Today’s story is on a really interesting subject – that of children and weight. It can be a really tough one to talk about because there’s such an anti-diet movement at the moment, which is fantastic in a lot of ways, but there’s also a fine line between embracing your body as it is and still understanding the importance of eating good foods and treating your body well. With children it’s especially hard because eating habits and the stories we tell ourselves about food embed themselves from such a young age.
If you have any thoughts on the subject please do leave a comment, or share the post. I’d really appreciate any support you can show for this new regular feature.
Firstly, to be clear, I have no idea how much my children actually weigh or what their BMI is. I just know that since my husband and I separated, they’ve both gradually got a little plumper, to the point that I am now bothered by it. To complicate my concerns, when I raised the issue with my ex, hoping to create some joint rules and strategies about junk food, snacks etc, he responded that in his opinion, the children don’t look overweight, they look happy.

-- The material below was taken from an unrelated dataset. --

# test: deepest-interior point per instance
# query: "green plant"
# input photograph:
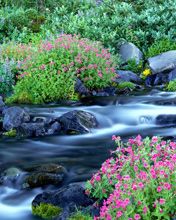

A bit of context – I’ve always struggled with my weight, and so has their dad. As a clever but overweight child, I was bullied and felt different and unhappy. As an adult I lost a significant amount of weight after the birth of my first child. I’m not currently completely happy with my weight but I am more accepting of my body than I have ever been. Knowing that this issue is triggering for me, I consulted a counsellor. At the heart of it, as much as I do worry about my children’s short term and future health, I don’t want them to feel unattractive and uncomfortable as I did for many years. And I don’t want people to look at my children and judge me as a mother.
It really bothers me that I can see rolls of fat on my children’s stomachs, but I also don’t want to give them a complex about their appearance, I want them to be body positive. The older one is starting puberty and someone else mentioned she had a bit of puppy fat. It’s very hard when she complains about her stomach area to know what to say. She needs to understand that there is a correlation between what she eats and the health of her body, so I’ve told her that healthy choices of food will help keep her body a healthy shape, and that planking exercises will strengthen her core, but haven’t made any changes to the way I feed her. She gave up sweets for new year, which I was slightly concerned about, but didn’t discourage.
I know that we could eat more healthily but it’s like an assault course of different and changing preferences and fussiness! I’m also aware that I do still sometimes do things like offer food as bribes, rewards, treats or comfort, and I often make meal time portion sizes too big for the older one, which she can find intimidating. Despite having the best of intentions to gently set boundaries and promote moderation and healthy choices, the pressure of solo parenting as a co-parent often leads to me ‘giving in’. I hate thinking they might be hungry because they hated a school dinner or my cooking. I don’t want foods to be ‘forbidden’ so they end up eating them in secret or binging, but trying to restrict numbers of servings and portion sizes on snacks leads to complaints and even (only this afternoon!) tantrums. We’re also not as active as we could be as a family, especially in winter.
I’ve decided to just keep an eye on it, and hope that growth spurts and puberty do their thing, but the truth is that I’m scared to weigh and measure them and find out that there is a confirmed issue. I’m not sure I’m strong enough to set down firmer boundaries around meals and snacks, especially when I’ve not got another parent for back up. I also can’t impact what happens when they’re with their dad.
And I can’t help but wonder if I would feel this worried if my children were male? Would I identify as much, care as much about other people judging them or their looks being commented on?